En ese sentido, la aplicación retroactiva de una ley penal sólo tendrá lugar si se produce una modificación en la valoración jurídica del hecho que le resulte más favorable al imputado, y no cuando obedezca a determinados cambios coyunturales no vinculados ni vinculables con la ponderación social de la conducta en particular.
Por su parte, el aumento de los montos de la ley penal tributaria tuvo lugar a consecuencia de la actualización que se llevó a cabo con el fin de compensar la depreciación sufrida por la moneda desde la sanción de la ley 24.769, fijando así las barreras de punibilidad, siendo estas cuestiones fluctuantes de política criminal que variaron y que no tienen impacto sobre el tipo penal, por lo que mal podríamos decir que corresponde aplicarla retroactivamente.
Dicha actualización tiende a mantener un trato igualitario entre aquellos que llevaron a cabo maniobras de valor económico en un contexto en el cual la moneda en la que se encontraba expresado ese valor, se depreció.
Por ello, las alteraciones monetarias son cuestiones de política criminal que fomentan la persecución de grandes evasiones, que sólo limitan la punibilidad y no desincriminan el comportamiento delictivo.
Nuestra postura volcada líneas arriba es explicada en detalle, y compartida también -mutatis mutandi, puesto que el autor la desarrolla teniendo como norte la materia penal aduanera-, por el Dr. Héctor Guillermo Vidal Albarracín al exponer que: “En el derecho penal común, la aplicación del principio de la ley penal más benigna contemplada en el art. 2° del Cód. Penal no presenta mayores dificultades. A lo sumo, algunos supuestos en los que la nueva ley requiere de un cotejo para determinar si es o no más benigna se resuelven analizando cada caso concreto.
En cambio, en el ámbito penal económico, al cual pertenece el derecho penal aduanero, al regir la llamada ‘legislación penal en blanco’, la situación es más compleja.
El tipo penal se estructura con un precepto general, que es integrado por otras normas específicas de carácter extrapenal.

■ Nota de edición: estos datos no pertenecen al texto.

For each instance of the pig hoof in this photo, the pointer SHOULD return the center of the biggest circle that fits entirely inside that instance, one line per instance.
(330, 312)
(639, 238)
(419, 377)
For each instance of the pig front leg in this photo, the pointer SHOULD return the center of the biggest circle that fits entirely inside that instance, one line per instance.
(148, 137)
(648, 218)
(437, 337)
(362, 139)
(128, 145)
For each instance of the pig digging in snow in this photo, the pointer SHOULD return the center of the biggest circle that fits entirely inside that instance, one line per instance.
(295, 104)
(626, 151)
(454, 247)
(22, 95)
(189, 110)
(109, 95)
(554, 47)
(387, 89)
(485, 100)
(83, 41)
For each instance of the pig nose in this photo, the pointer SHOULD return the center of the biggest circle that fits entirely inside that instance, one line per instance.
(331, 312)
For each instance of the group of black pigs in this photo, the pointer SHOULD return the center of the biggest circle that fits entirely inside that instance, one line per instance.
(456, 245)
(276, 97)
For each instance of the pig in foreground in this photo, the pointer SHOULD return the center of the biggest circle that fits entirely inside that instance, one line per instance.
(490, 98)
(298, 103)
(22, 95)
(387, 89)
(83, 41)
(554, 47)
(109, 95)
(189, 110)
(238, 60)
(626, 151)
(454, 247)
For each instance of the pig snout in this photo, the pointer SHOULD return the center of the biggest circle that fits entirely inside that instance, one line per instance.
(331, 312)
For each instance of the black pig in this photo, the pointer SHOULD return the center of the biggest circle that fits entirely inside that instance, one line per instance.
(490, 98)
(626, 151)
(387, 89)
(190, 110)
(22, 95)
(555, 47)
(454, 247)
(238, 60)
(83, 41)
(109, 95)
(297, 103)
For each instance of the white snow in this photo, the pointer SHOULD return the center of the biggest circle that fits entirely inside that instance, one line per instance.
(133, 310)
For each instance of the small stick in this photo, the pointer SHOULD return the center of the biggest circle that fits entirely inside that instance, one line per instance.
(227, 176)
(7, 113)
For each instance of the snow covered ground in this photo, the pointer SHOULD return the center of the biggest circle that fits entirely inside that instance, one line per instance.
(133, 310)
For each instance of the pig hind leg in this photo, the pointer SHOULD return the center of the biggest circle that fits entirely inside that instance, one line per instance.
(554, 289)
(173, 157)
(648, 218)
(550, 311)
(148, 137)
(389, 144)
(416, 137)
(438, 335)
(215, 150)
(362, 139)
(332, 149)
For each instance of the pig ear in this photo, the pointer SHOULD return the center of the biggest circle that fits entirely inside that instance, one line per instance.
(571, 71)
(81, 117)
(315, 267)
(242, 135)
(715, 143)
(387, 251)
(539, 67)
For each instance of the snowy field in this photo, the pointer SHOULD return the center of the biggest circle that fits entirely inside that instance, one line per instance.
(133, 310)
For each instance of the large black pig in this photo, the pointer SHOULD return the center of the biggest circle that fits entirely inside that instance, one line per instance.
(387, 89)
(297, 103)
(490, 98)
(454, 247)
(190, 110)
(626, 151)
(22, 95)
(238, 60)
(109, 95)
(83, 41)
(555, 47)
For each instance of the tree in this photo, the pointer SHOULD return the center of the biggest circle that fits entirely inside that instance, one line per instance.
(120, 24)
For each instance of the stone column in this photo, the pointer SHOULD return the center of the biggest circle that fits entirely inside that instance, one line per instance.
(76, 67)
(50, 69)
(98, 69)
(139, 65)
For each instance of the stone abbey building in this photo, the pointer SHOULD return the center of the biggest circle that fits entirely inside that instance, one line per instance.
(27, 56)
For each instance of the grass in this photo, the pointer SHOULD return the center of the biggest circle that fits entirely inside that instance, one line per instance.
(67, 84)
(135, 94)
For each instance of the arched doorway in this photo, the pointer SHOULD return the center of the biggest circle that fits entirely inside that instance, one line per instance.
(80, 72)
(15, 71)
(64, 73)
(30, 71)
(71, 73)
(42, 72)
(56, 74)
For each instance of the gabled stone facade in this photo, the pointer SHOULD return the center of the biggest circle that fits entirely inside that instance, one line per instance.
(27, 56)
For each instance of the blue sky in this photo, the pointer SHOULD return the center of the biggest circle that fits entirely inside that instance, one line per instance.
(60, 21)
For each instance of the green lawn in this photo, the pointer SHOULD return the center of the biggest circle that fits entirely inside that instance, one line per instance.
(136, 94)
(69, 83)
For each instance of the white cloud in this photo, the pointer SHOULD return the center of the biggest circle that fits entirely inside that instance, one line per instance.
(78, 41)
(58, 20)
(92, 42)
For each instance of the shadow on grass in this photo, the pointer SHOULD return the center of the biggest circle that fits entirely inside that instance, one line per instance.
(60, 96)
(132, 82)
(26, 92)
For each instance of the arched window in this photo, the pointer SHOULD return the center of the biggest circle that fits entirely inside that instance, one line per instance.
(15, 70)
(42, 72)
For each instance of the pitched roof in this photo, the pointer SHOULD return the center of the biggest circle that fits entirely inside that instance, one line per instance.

De esa manera, se intenta conciliar el principio de legalidad con la dinámica que la fluidez del tráfico internacional requiere.
Así, las infracciones aduaneras consisten en el incumplimiento de un deber y para saber en qué consiste ese deber, hay que acudir al régimen, operación, destinación o situación del cual emerge y que periódicamente se actualiza […].
La Exposición de motivos señala que: ‘se recepta en el art. 899 el criterio jurisprudencial predominante, que sostiene que la ley posterior a la configuración de la infracción que altere el tratamiento aduanero o fiscal de la mercadería afecta sólo un elemento coyuntural de la misma, pero es irrelevante en relación con el tipo penal. Distinta solución correspondería si se reformara la conducta punible y se exigieran otros recaudos que no hubieran sido desplegados por el responsable o se eximieran los cumplidos, pues allí el hecho o acto que se juzgare sería atípico por aplicación de la norma penal más benigna’.
Es muy importante, pues, efectuar una jerarquización de esos deberes, a fin de determinar si la nueva norma incide o modifica la conducta prohibida o debida, o tan sólo se refiere a la conducta fluctuante comprendida en ella.
Cabe aclarar que, al integrarse la norma tanto por elementos permanentes como por otros ocasionales, siempre que se modifique alguno de esos elementos pareciera que se modifica el tipo penal, pero no es así.
Lo que ocurre es que los elementos accidentales tienen categoría de elementos del tipo con referencia a un momento determinado, pues son coyunturales. Ello significa que se cristalizan y poseen esa entidad en un momento, que es el de la comisión de la infracción. Son valorados en ese contexto, por eso es que son accidentales.
Si la nueva ley modifica sólo esos elementos, no es aplicable como más benigna, pues la infracción se consumó y, al no cambiar la concepción jurídica o fundamento de su punibilidad, el tipo permanece intacto. Los nuevos deberes desplazan a los anteriores, pero sólo rigen para el futuro […].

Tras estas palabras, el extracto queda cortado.